With a return in mind, Burnham conditioned with his teammates. As players took part in the physical, competitive nature of Saints’ practices, Burnham honed his left hand, flipping shots up on the sidelines. When the losing team of a drill would go to run, the sophomore hopped in.
“It was hard,” he said. “My teammates are doing it, so I figured I might as well, too. I tried to stay consistent with what I was doing (before the injury), shooting as much as I could, lifting with trainers. Trying to make it as normal as possible.”
Avoiding a feeling of helplessness became impossible 11 days after his last game. As Carroll battled a potent Lewis-Clark State in Helena, another crucial piece of the frontcourt went down. Carroll lost Oliver Carr for the season with an ACL tear. Burnham could only watch from the sideline as his good friend hobbled from the court.
“Oli is a huge part of our team,” Burnham said. “We were all upset and sad for him. It sucked. It was a bad moment. There was nothing I could do about it, but our team held strong and won a championship.”
Though the Saints had a rough patch, dropping two games after the injury, they did bounce back and win the Frontier’s regular season and postseason titles. Burnham, again, could only support from the sideline.
“Being on the sideline is not fun,” he said. “The good thing about it is I was still able to cheer on our teammates and be there for them, which was nice. And it’s Zach’s senior year, so we all want to be there for Zach. I want to be as much of a part of it as I can. It was rough not playing, but also just being there was nice.”
At 10:10 a.m. on Wednesday, March 8, a doctor unshackled Burnham’s right wrist. Practice was scheduled for 4 p.m. but Burnham couldn’t wait. Had his muscles atrophied in the six weeks since their last use? Could he still shoot? What wouldhbe now be able to do?
“I was in the gym at about 2 p.m. and testing it out and doing some rehab,” he said. “It felt way better than expected. It was just like normal.”
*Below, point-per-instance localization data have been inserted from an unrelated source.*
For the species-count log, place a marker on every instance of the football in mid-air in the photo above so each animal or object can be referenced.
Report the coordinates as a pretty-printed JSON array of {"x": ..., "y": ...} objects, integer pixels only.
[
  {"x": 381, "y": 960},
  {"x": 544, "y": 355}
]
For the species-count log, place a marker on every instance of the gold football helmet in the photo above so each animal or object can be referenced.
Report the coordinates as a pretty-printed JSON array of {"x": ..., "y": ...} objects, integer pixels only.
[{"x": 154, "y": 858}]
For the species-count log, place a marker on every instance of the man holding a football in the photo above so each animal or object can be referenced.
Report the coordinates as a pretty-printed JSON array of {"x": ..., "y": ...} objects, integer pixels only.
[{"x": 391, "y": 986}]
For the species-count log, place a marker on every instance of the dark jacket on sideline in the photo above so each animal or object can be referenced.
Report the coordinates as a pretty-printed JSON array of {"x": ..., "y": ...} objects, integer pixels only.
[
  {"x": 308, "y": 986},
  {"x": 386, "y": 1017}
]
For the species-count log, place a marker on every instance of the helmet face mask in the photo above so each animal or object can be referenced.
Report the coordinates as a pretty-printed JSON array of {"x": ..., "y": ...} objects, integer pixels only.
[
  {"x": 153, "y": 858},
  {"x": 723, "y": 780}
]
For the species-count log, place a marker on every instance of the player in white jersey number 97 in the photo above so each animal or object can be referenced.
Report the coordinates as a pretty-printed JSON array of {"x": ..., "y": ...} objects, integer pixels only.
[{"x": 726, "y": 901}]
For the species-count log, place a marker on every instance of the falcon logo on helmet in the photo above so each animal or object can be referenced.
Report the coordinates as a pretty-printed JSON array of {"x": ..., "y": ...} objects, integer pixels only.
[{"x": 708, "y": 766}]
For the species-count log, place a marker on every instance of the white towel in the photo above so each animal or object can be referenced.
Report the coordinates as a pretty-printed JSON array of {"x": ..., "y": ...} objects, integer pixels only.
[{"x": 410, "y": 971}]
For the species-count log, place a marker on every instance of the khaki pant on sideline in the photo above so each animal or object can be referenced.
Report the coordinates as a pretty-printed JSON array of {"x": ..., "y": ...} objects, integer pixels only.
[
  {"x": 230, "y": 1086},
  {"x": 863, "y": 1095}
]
His wrist is good. He’s playing unafraid, and embracing all the contact he can get. He only had two full practices and several “half-practices” before Wednesday's game. Even then, Burnham was unsure of his role going into the national tournament. The Saints had found ways to win without the 6-foot-8 shooter. Where did he factor in now?
“I told Coach that I was perfectly fine playing no minutes or playing as much as he wanted me to,” Burnham said. “He said if I’m able to play, he’ll throw me in there. It was fun. I was nervous, but it was fun.”
Burnham showed no signs of rust, playing 13 minutes and shooting 2 for 7 for seven points while picking up four fouls and four turnovers. His play was crucial, as he often spelled starter Ryan Imhoff, who found himself in early foul trouble.
“I’m still not all the way there yet,” he said. “I still have a lot to improve on in this little period.”
And the Saints will need him against SAGU (24-9), a well-coached Texas team out of the Sooner Athletic Conference, which has a history of producing strong teams.
The Lions are stocked with a high-scoring guard in Keyunta Watkins, who averages 18.9 points per night, and a ton of height, with four 6-6 players and a 6-8 guard, Isaak Rowe, who averages 12.7 points per night, the second best on his team.
One thing is for sure: When Burnham’s called on, he’ll be ready to go.